Each past age of gold was an iron age too,

And the meanest of saints may find work to do

In the Day of the Lord at Hand.”

Kingsley.

The history of Armenia is a chapter of horrors unequalled by the history of any other nation under the sun. The record should arouse interest in the fate of this ancient and most remarkable people, who have suffered the most cruel outrages—the victims of the most horrible crimes that have ever stained the pages of history with tears and blood. As we read the heart rending story of their awful fate, we can scarcely wonder that a heartbroken mother, as she gazed on the lifeless form of a beloved daughter whom she had sought in vain to preserve from a ruffian band of Turks, should cry out in the frenzy of her grief that God himself had gone mad, and that maniacs and demons incarnate were stalking through the earth.
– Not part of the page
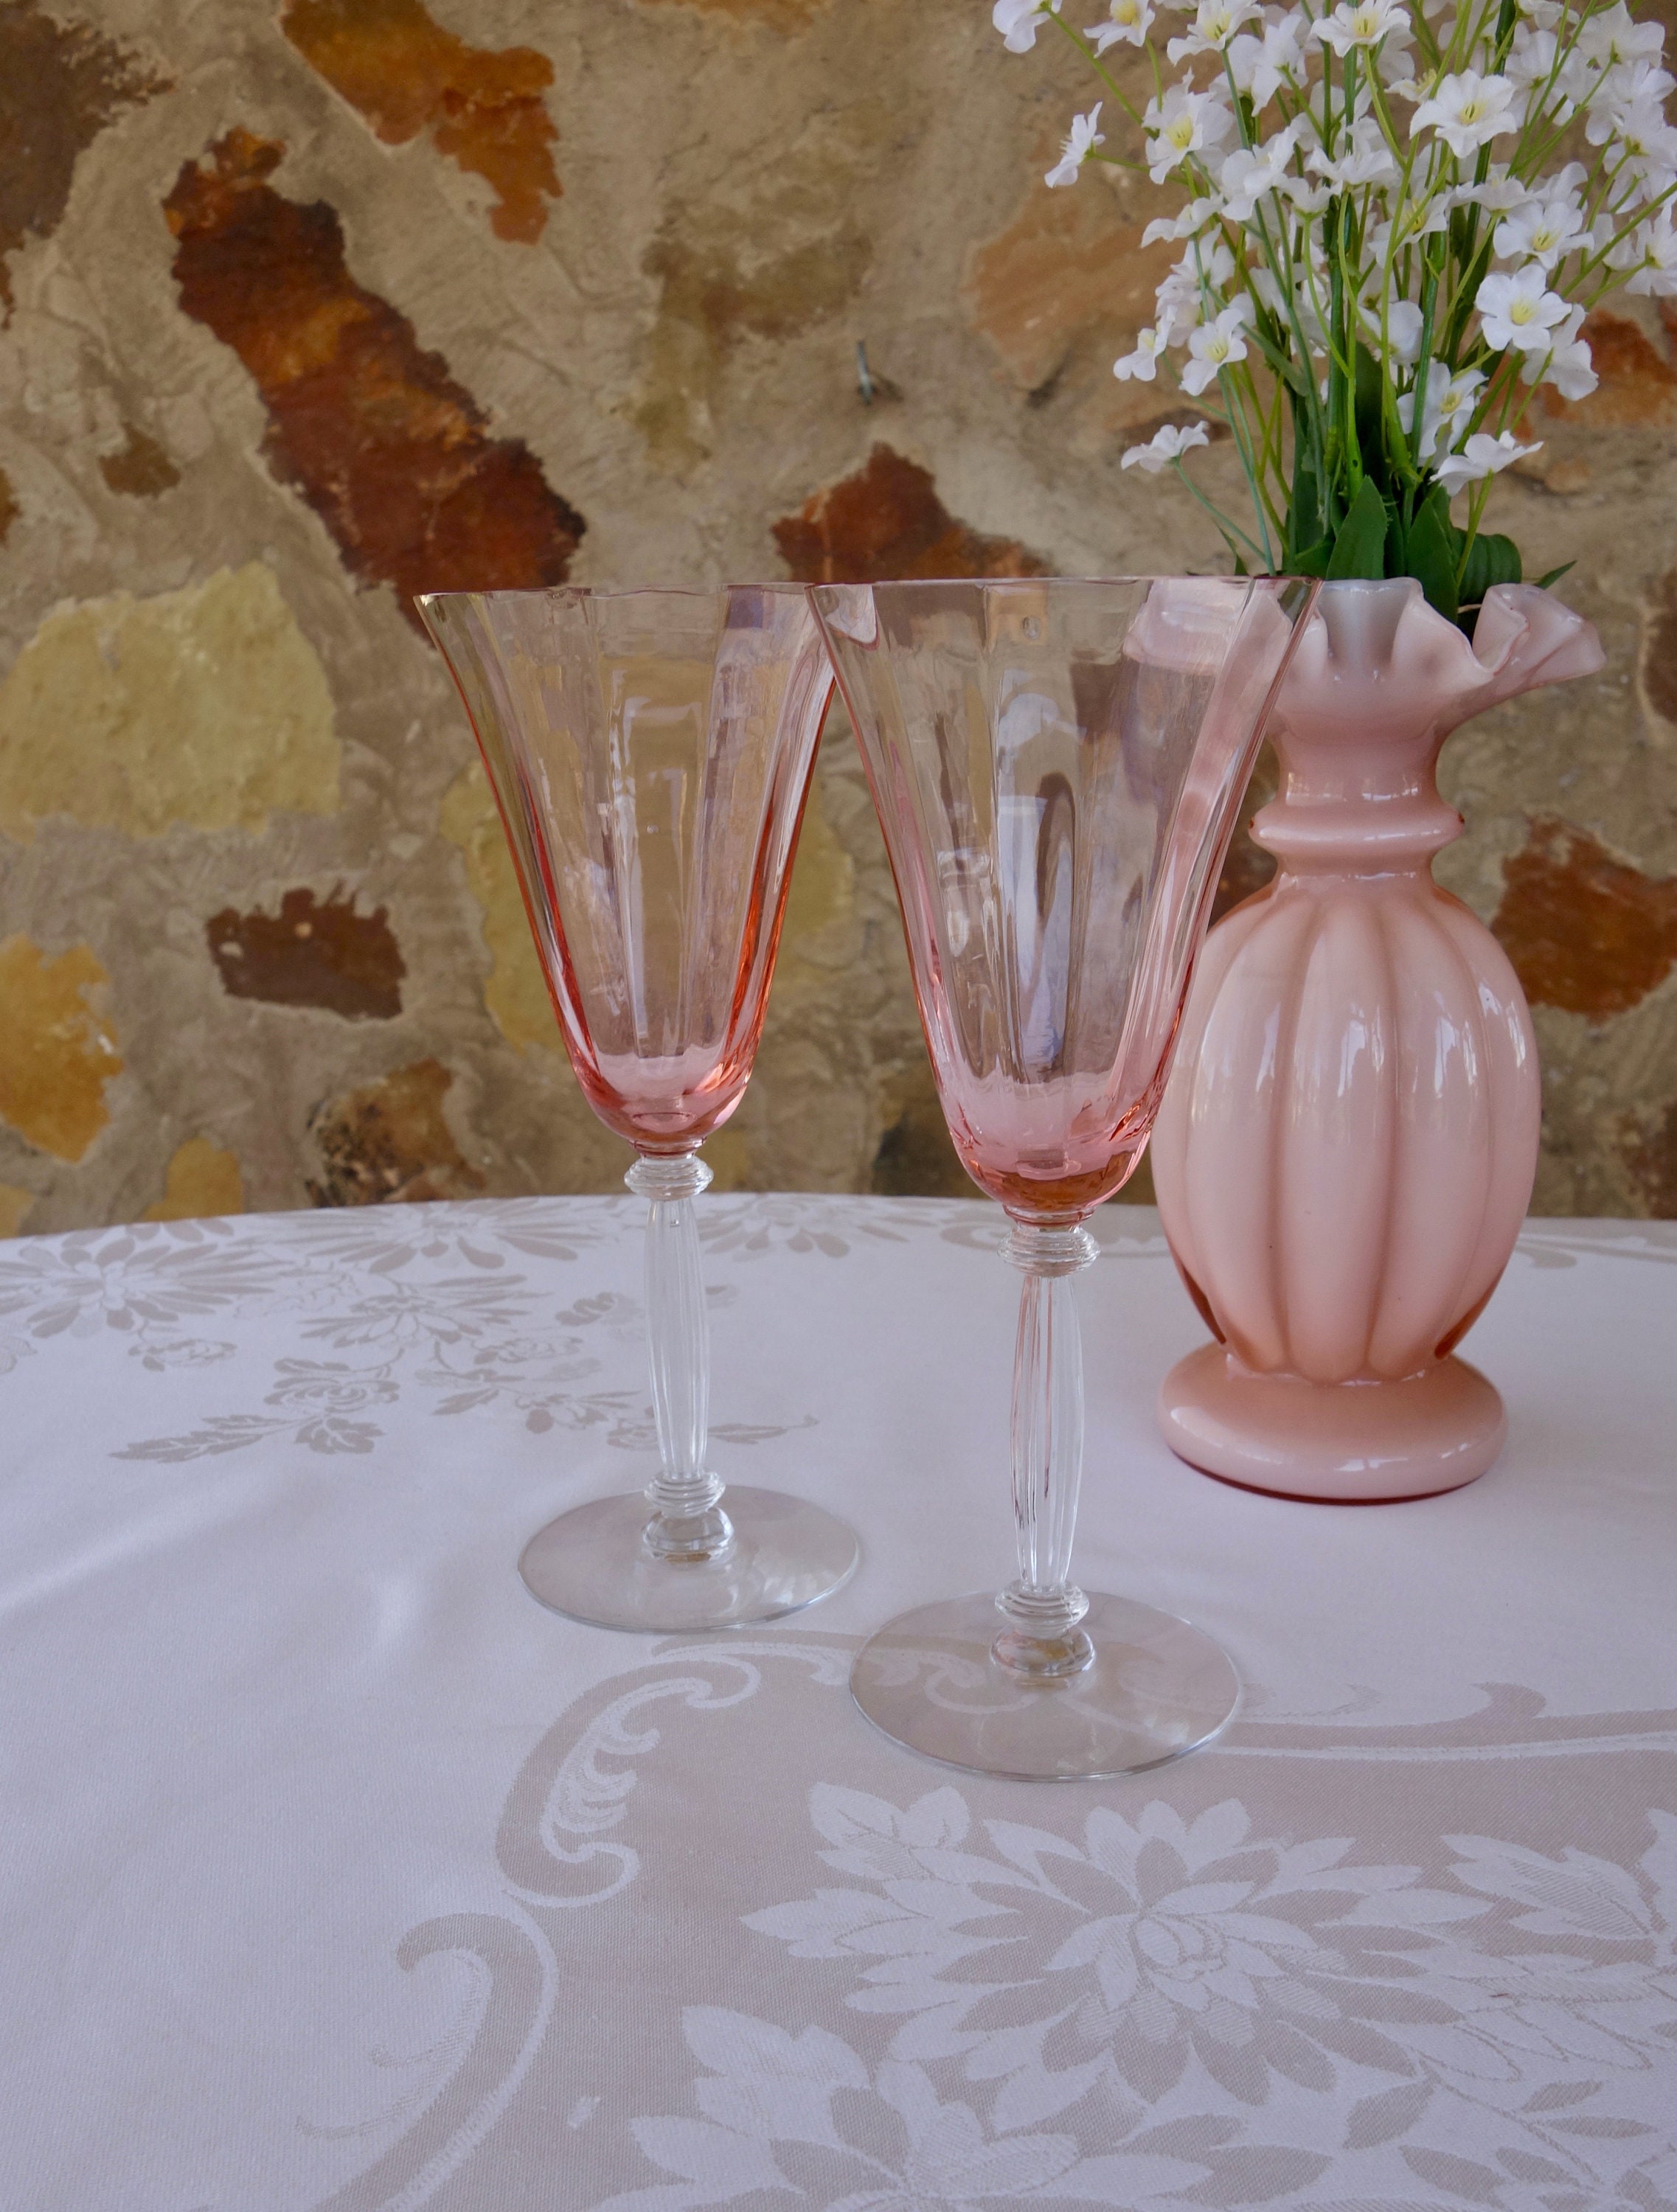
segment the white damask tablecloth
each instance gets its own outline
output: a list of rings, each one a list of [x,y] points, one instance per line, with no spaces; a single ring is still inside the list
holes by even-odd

Where is there a voice with passion and fire enough in it to arouse the hearts of Christian America to demand, in the name of a common humanity, that the massacres and outrages of the fierce and fanatical Turks shall cease? In what nobler cause did ever Christian knight draw sword, or a nation ever spend treasure and blood.

Ours is not the terrible responsibility of the British nation which has suffered commercial considerations to outweigh frenzied appeals for justice and toleration, but it is a weight of shame that will be equally hard to bear in the Day of the Lord, if we, the mightiest Christian nation on the face of the globe, in the darkest night of religious persecution shall put forth no effective hand to deliver this most ancient Christian race from the clutch of fiendish fanaticism.
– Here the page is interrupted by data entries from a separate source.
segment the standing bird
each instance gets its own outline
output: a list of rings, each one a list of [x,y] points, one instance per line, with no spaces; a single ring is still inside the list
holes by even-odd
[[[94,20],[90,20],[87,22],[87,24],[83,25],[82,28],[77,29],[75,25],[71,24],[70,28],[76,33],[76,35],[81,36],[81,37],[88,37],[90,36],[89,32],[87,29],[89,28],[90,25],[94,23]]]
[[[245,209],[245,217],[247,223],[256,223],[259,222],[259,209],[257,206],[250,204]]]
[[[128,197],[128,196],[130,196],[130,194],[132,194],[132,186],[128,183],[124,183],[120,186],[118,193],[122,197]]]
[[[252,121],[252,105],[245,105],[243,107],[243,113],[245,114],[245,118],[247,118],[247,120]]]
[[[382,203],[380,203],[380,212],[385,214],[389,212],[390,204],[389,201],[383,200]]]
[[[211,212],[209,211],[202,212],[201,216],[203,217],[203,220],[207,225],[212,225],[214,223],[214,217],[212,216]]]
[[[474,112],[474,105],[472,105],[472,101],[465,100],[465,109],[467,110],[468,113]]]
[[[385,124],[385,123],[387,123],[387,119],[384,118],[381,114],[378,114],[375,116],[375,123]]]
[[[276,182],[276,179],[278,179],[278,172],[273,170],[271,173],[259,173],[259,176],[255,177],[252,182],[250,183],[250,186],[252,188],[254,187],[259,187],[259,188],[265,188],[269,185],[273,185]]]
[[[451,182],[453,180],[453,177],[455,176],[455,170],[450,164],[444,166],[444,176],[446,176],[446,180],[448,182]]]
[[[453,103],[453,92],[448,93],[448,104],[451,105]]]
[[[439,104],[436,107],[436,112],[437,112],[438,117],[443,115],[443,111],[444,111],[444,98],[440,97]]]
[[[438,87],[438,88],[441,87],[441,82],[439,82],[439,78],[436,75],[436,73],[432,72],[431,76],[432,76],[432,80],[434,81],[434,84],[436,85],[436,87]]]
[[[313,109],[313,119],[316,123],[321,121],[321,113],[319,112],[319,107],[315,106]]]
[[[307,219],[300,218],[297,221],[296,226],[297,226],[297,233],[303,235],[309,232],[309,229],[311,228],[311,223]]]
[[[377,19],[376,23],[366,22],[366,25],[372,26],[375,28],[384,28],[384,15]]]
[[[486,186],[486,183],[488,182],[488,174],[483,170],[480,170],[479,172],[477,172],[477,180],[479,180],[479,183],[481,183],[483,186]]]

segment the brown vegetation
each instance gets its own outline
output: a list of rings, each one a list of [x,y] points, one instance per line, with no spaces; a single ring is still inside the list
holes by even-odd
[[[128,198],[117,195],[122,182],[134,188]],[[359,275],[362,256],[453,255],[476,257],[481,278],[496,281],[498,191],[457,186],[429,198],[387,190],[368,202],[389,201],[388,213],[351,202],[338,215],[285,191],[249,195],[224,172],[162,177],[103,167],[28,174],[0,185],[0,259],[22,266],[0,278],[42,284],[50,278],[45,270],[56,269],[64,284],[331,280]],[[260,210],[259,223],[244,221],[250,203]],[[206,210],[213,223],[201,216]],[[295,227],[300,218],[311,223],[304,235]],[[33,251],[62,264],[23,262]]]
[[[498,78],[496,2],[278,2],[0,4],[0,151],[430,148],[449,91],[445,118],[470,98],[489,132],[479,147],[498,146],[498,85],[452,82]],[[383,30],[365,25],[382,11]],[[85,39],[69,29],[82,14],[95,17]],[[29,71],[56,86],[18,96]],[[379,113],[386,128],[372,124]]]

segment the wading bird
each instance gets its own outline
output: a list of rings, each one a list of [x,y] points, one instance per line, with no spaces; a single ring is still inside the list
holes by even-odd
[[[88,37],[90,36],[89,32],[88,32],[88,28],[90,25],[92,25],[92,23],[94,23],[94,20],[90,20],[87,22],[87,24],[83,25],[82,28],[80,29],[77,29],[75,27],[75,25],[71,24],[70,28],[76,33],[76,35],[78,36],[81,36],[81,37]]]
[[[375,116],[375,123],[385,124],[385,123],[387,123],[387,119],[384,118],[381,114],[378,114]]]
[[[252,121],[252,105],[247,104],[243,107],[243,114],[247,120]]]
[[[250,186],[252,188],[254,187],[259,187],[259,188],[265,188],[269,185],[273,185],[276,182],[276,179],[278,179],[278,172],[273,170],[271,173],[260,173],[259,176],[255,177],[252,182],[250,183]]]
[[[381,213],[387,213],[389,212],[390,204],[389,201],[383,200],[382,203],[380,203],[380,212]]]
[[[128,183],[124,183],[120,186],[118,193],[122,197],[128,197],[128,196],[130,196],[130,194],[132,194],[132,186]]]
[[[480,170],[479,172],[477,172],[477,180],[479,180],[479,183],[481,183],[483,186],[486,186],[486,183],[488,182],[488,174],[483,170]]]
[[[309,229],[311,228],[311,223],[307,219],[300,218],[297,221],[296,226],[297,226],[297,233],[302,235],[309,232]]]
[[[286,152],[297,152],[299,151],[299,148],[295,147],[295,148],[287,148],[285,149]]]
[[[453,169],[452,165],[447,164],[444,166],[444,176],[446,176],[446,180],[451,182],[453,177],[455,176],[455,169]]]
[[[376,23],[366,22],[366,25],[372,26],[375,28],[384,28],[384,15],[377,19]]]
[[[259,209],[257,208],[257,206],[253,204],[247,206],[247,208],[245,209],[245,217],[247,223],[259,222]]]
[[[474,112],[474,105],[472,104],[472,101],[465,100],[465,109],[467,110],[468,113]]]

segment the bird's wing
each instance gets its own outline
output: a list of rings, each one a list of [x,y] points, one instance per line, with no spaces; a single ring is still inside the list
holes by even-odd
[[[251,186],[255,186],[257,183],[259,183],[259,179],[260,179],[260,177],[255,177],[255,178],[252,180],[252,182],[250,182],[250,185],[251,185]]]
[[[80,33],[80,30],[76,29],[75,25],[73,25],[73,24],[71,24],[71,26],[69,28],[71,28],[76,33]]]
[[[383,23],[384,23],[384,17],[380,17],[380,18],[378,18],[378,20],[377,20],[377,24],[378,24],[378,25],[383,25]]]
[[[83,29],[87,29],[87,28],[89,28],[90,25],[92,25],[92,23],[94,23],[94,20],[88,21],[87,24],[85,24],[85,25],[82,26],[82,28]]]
The cause of Armenia is founded on facts which exalt this people to the loftiest heights of martyrdom and have made them literally for eighteen centuries “The Blazing Torch of Asia.” Her tortures will not cease until the mailed hand of Christendom shall smite into the dust the power of the Prophet. The blood of probably a million martyrs to Christianity has drenched the soil of Armenia. Its fair proportions have been curtailed by conqueror after conqueror, its fields pillaged, its homes devastated and at no time has this devoted nation been without the presence of the sword suspended by the single hair. Embrace the creed of Islam, or the scimitar of the fanatic Moslem severs the hair which separates an existence of fear from the martyr’s crown, is forever in the thoughts of every Armenian.

The historians of this people of Armenia claim for them a very ancient heritage—a career which though narrow, is one of thrilling interest.

About the year 150 B. C., by the might of conquest a Parthian King came to the throne of Armenia; and wishing to know something of the origin of the race and of the history of the country, and not finding anything satisfactory in Armenia, he sent the most learned man in all his dominions to consult the old Chaldean manuscripts and tablets that were to be found in the Royal Archives of Nineveh. Every facility was afforded him in his search, and among the archives he found a manuscript written in the Greek characters with this label: “This book containing the annals of ancient history was translated from Chaldean into Greek by order of Alexander the Great.” He extracted from that the history of Armenia as written and continuing it down to his own times presented it to the King, who ordered it preserved with great care in his treasury.